Brett Kavanaugh broke from his fellow conservative Supreme Court justices and warned their ruling on the EPA could jeopardize water quality and flood control
A Supreme Court ruling issued Thursday undercuts the EPA's authority to regulate under the Clean Water Act.
Every conservative justice besides Brett Kavanaugh signed onto the majority opinion.
Kavanaugh said the majority was ignoring precedent and jeopardizing water quality in the US.
The Supreme Court issued a ruling Thursday that will limit the Environmental Protection Agency's ability to protect wetlands and address water pollution, with all but one conservative justice, Brett Kavanaugh, signing off on it.

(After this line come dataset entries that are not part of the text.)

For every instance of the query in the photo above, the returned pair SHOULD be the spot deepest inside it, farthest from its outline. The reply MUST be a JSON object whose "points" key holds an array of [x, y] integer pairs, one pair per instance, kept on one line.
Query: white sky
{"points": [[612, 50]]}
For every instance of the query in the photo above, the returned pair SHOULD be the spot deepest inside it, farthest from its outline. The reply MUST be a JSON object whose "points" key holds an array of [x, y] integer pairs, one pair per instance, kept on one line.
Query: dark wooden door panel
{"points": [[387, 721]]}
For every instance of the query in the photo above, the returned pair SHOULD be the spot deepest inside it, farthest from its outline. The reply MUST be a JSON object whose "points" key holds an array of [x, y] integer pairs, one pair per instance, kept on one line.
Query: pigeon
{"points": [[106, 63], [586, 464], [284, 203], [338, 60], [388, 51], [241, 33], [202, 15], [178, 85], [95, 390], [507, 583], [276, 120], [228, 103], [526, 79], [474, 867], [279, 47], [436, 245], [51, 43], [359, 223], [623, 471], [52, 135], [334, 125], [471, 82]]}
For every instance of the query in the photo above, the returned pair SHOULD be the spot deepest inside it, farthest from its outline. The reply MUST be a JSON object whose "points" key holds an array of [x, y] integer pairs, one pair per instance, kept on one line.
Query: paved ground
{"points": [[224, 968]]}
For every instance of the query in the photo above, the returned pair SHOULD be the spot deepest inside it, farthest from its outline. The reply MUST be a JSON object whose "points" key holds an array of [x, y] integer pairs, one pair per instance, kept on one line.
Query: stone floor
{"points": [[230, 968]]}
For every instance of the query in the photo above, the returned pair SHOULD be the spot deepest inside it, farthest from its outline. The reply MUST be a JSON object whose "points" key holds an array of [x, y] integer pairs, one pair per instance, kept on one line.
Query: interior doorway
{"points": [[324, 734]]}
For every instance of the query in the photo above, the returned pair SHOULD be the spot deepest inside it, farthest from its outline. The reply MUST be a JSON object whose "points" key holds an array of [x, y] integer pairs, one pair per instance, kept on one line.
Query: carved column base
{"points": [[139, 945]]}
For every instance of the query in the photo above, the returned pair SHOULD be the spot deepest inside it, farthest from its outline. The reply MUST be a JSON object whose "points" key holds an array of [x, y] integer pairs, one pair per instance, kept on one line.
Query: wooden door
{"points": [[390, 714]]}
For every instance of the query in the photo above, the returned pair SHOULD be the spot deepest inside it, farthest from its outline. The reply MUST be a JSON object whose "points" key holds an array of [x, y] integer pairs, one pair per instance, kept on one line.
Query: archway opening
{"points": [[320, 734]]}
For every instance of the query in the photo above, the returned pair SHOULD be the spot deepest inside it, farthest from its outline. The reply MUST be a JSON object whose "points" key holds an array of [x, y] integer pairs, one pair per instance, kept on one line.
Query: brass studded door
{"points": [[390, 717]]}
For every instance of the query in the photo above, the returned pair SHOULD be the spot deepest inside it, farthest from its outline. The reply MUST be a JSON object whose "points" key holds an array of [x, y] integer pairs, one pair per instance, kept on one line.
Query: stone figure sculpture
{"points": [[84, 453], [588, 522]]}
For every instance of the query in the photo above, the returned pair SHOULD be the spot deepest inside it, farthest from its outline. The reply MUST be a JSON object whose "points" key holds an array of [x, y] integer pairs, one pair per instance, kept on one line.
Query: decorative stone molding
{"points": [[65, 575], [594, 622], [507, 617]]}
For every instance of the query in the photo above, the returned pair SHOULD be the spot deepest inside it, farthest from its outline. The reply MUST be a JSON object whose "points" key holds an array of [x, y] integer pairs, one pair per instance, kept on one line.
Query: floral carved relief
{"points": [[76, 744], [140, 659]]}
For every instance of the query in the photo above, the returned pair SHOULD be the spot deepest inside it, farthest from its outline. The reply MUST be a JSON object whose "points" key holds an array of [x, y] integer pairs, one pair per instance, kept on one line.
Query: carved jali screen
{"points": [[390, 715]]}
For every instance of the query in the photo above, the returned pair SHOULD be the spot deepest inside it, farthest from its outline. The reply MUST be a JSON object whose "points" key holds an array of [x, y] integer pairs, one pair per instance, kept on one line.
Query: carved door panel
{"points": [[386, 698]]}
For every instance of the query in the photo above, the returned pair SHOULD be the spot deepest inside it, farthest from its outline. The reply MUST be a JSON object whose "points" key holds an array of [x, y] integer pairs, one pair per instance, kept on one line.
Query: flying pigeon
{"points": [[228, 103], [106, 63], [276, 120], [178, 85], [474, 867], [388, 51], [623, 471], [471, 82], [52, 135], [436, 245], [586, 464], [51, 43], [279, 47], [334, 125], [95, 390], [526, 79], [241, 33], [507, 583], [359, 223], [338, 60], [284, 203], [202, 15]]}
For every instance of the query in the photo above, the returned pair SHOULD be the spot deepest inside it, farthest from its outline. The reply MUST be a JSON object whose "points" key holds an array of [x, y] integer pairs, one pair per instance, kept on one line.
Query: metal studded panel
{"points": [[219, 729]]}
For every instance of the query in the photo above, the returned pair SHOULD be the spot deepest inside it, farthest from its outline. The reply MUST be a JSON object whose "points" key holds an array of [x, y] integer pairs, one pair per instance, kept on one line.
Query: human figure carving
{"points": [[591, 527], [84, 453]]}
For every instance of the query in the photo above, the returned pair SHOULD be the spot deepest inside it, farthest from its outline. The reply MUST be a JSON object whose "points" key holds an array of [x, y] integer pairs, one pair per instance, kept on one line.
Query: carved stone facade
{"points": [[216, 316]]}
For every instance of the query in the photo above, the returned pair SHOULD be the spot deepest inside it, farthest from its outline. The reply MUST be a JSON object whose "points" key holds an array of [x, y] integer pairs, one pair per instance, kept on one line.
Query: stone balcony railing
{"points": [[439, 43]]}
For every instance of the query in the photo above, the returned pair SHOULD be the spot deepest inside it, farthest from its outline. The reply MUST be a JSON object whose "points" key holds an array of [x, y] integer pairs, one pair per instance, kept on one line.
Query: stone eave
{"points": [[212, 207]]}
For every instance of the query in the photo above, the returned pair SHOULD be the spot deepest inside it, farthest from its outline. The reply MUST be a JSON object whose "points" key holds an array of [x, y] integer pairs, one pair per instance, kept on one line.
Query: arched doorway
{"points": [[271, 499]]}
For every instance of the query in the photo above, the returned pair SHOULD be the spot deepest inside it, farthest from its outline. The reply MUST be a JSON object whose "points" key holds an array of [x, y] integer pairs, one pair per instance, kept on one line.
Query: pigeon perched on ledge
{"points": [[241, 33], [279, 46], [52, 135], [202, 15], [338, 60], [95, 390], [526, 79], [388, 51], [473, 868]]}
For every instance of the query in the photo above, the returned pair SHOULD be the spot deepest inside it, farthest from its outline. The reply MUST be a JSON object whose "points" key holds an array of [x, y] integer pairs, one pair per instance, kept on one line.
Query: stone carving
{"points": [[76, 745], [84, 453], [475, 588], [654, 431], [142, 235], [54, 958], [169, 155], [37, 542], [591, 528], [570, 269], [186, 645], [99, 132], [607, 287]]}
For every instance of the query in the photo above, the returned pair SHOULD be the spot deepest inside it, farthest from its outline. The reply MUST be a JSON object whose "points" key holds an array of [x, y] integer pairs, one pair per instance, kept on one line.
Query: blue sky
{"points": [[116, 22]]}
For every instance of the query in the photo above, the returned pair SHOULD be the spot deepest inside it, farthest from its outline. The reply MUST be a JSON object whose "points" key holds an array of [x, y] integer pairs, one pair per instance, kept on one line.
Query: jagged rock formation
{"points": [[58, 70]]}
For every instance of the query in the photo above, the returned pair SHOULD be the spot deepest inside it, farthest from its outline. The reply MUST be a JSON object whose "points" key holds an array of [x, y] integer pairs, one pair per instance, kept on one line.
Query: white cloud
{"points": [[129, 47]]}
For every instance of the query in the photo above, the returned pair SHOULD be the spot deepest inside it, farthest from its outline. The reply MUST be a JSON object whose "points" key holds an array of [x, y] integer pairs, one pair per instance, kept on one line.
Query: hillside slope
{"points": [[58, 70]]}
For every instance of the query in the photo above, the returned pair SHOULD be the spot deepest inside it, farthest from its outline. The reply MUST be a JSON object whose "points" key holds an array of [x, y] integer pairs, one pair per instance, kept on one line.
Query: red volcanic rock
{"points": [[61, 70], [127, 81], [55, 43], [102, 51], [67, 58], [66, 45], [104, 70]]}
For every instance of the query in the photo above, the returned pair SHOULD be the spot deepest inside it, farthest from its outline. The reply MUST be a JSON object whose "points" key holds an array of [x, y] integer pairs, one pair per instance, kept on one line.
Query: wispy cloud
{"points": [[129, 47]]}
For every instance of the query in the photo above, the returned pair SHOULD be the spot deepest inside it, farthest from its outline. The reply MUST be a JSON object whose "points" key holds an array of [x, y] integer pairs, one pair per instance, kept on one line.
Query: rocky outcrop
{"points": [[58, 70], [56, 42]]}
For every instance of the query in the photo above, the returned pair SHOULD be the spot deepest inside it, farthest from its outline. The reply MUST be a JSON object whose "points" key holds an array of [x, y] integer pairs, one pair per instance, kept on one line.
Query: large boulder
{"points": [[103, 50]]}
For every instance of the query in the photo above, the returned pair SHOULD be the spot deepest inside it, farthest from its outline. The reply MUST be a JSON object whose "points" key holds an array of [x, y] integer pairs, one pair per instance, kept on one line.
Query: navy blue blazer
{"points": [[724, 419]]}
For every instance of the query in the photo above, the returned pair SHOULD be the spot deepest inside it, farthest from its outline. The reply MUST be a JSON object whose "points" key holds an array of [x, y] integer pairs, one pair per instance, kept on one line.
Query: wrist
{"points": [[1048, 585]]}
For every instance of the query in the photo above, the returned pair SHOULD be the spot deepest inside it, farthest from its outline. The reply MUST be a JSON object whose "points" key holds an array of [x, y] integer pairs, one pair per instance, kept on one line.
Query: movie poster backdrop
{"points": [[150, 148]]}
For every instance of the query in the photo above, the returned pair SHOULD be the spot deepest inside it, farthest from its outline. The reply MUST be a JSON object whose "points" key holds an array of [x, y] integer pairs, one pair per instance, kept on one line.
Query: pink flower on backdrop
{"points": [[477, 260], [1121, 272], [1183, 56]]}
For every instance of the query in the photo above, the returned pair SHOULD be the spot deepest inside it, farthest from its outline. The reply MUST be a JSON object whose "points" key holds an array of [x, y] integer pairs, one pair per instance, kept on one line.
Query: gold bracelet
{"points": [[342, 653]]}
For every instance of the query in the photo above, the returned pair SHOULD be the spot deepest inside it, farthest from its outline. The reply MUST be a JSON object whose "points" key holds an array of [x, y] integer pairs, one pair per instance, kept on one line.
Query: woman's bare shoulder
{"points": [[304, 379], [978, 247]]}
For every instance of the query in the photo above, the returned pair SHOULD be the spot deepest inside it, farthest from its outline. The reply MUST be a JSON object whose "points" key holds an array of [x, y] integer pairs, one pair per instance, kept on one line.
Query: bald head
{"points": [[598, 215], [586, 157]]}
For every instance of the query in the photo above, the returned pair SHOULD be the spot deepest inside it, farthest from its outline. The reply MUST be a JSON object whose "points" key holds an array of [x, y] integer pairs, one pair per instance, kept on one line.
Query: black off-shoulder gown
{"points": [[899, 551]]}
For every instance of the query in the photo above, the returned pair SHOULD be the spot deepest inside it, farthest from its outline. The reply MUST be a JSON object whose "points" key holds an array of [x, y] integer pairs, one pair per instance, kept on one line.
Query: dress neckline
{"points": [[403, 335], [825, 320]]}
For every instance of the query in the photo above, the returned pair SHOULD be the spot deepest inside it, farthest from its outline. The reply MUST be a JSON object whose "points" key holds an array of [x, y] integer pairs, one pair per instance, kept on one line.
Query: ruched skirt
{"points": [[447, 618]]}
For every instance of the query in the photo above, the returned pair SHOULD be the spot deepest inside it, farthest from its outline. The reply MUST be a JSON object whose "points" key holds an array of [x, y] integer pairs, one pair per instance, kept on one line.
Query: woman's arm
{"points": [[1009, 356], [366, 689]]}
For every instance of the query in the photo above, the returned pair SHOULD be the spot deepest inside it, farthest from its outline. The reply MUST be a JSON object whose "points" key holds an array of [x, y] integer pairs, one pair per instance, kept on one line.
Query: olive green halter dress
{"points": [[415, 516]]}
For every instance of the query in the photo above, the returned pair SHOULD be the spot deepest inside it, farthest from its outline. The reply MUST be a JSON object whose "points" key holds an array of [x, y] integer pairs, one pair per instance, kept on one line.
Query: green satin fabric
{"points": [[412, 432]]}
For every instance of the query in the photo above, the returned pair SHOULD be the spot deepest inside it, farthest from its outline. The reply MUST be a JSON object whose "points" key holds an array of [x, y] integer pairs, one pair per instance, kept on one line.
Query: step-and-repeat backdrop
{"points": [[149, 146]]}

The case concerned a couple in Idaho who wanted to build a home on their property, but the EPA determined the land included wetlands that were protected under the Clean Water Act, subjecting it to the agency's oversight.
All nine justices agreed that the couple's land should not have been subject to regulation, but four justices — the liberal wing and Kavanaugh — sharply disagreed with part of the majority ruling, written by Alito, that could impact what exactly counts as protected "waters of the United States."
The majority ruling determined that the Clean Water Act does not have the authority to regulate wetlands unless they have a "a continuous surface connection" to larger bodies of water. That could exclude wetlands, bogs, and marshes that are adjacent to a body of water if not exactly connected on the surface, and that have been previously considered protected.
Some environmental groups and experts have estimated that the decision could remove protections for nearly half of all wetlands in the US.
Kavanaugh's concurring opinion, signed on by the liberal justices, said that the majority's "new test for assessing when wetlands are covered by the Clean Water Act" runs counter to the law, departs from decades of agency practice, and contradicts precedent set by the Supreme Court itself.
"By narrowing the Act's coverage of wetlands to only adjoining wetlands, the Court's new test will leave some long-regulated adjacent wetlands no longer covered by the Clean Water Act, with significant repercussions for water quality and flood control throughout the United States," Kavanaugh wrote.
In addition to joining Kavanaugh, the liberal justices also signed a concurring opinion written by Justice Elena Kagan raising concerns that the Supreme Court is overriding Congress's authority when it comes to environmental policy. She cited a ruling last year that limited the EPA's ability to regulate greenhouse gases and address climate change.
In another concurring opinion, Justice Clarence Thomas suggested he'd be interested in curbing the EPA's authority even further, writing "wetlands are just the beginning of the problems raised by the agencies' assertion of jurisdiction in this case."